Why Austin might not see 100-degree weather until July

Weather Blog

AUSTIN (KXAN) — May 2021 was the fourth wettest May on record at Austin-Bergstrom International Airport with over a foot of rainfall in the bucket. Camp Mabry was wetter than average as well, with 7.23″ of rain, surpassing the May average of 5.04″.

All of this rain has eliminated the drought conditions we had heading into spring, but it’s also had another benefit — delaying the brutal summer heat.

Wet weather corresponds to cooler temperatures as the clouds and rain help keep temperatures from rising too high. This is opposed to a sunny and dry day when temperatures can rise a lot higher.

Proof of this comes from this past month where we saw above average rainfall and 21 cooler than normal and 2 normal temperature days.

This trend has continued into the month of June as rain and cooler temperatures have also continued into the first week of the month.

In addition to clouds and rain keeping us cool in the short term, waterlogged soils can help moderate temperatures in the long term, even after we see a stretch of sunny and dry weather. This is because as moisture in the ground evaporates, it causes the air to absorb it.

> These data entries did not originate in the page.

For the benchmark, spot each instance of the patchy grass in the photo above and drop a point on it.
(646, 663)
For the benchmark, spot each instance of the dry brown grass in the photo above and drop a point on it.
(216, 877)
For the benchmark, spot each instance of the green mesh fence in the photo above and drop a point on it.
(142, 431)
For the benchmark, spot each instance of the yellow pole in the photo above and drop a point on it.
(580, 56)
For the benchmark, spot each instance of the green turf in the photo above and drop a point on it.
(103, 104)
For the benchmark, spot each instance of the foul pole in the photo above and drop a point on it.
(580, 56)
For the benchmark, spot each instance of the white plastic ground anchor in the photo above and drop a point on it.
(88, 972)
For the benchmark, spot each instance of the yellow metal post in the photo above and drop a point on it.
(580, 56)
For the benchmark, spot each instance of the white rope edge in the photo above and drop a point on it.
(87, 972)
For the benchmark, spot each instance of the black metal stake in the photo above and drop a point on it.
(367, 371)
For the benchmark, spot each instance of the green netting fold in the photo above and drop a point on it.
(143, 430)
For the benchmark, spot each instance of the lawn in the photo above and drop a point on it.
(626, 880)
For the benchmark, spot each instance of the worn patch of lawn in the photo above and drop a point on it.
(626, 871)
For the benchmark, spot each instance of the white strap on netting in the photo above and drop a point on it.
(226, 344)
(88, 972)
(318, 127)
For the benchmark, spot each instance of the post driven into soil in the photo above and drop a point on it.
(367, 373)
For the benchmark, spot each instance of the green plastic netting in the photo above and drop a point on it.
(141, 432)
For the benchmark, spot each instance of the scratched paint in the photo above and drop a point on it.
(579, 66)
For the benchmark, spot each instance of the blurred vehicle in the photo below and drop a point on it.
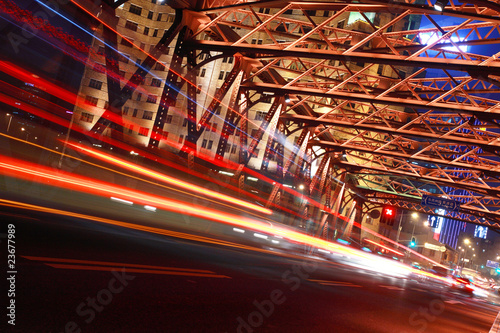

And air with moisture in it takes longer to heat than air that lacks it.

As a result, it has a cooling effect to the air at the surface. And with much of Central Texas seeing close to (if not more than) a foot of rain in the month of May — with more rain on the way — it’s safe to say our soils are saturated.

The Climate Prediction Center is forecasting the wetter and cooler than normal conditions to continue into at least the middle part of the month.

Possibly no 100-degree days until July

So what does that mean?

Well, as we continue into the month of June, our average high temperatures continue to rise. The average high on June 1 is 91 degrees. By June 15 it rises to 93 degrees. And by June 30 the average high is 95 degrees.

With long-range forecasts continuing to point toward wetter and cooler than normal conditions through at least the middle of June, it’s likely that our first 100-degree day will be after the average date of July 4. This will be due to continued cloudy and rainy days as well as saturated soils keeping temperatures down even on sunny days.

Will we make it through 2021 without hitting 100 degrees?

Making it an entire summer in Austin without 100 degrees is doubtful. The last time Austin made it a full year with no 100-degree days was 1987.

The first day of summer is June 20, and it ends on Sept. 22. And Austin has seen numerous 100-degree days in every one of these months even on years with wet springs like we’ve seen this year.

So for now, enjoy the “cooler” than normal temperatures, because 100-degree days will be here before long!